RE: URI thoughts from Eric Neumann on 2006-06-21 (public-semweb-lifesci@w3.org from June 2006)

From: Eric Neumann <eneumann@teranode.com>
Date: Wed, 21 Jun 2006 09:32:14 -0400
To: "Chimezie Ogbuji" <ogbujic@bio.ri.ccf.org>, "Xiaoshu Wang" <wangxiao@musc.edu>
cc: "w3c semweb hcls" <public-semweb-lifesci@w3.org>
Message-ID: <8f68c7ad4a3a103621f28bdea687dda4@teranode.com>
Xiaoshu ,

Hmmm... I see a possible reason why SW is often hard to understand from 
a data provider point of view....

Authority is the organization that has published annotated data, such 
as NCBI or SwissProt. For the foreseeable future, they will be 
responsible for curating and managing some subset of the RDF graph for 
data records. Dereferencing in my opinion, should alsways defer to the 
authority site responsible for the base data.

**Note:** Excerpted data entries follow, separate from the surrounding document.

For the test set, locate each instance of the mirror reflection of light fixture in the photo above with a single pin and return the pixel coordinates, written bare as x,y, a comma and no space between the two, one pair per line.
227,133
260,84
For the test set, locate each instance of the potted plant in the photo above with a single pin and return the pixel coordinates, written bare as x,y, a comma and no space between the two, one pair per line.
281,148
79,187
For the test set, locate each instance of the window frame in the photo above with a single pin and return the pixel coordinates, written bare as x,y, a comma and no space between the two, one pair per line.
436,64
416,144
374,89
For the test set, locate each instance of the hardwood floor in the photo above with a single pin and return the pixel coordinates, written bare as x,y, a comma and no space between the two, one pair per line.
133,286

If you or someone adds a new property to their base graph, the basic 
RDF model will allow merging, but that will not prevent 
inconsistencies( or "opinions") from being added. We will eventually 
have to address these issues of provenance, and there are several 
possible ways forwards here. But by dereferencing a Entrez Gene data 
record, I should get back only that part of the graph that NCBI Entrez 
is responsible for. Outside references and annotations could be 
discovered/aggregated by specific services, such as a DAS-like 
(distributed annotation server) model.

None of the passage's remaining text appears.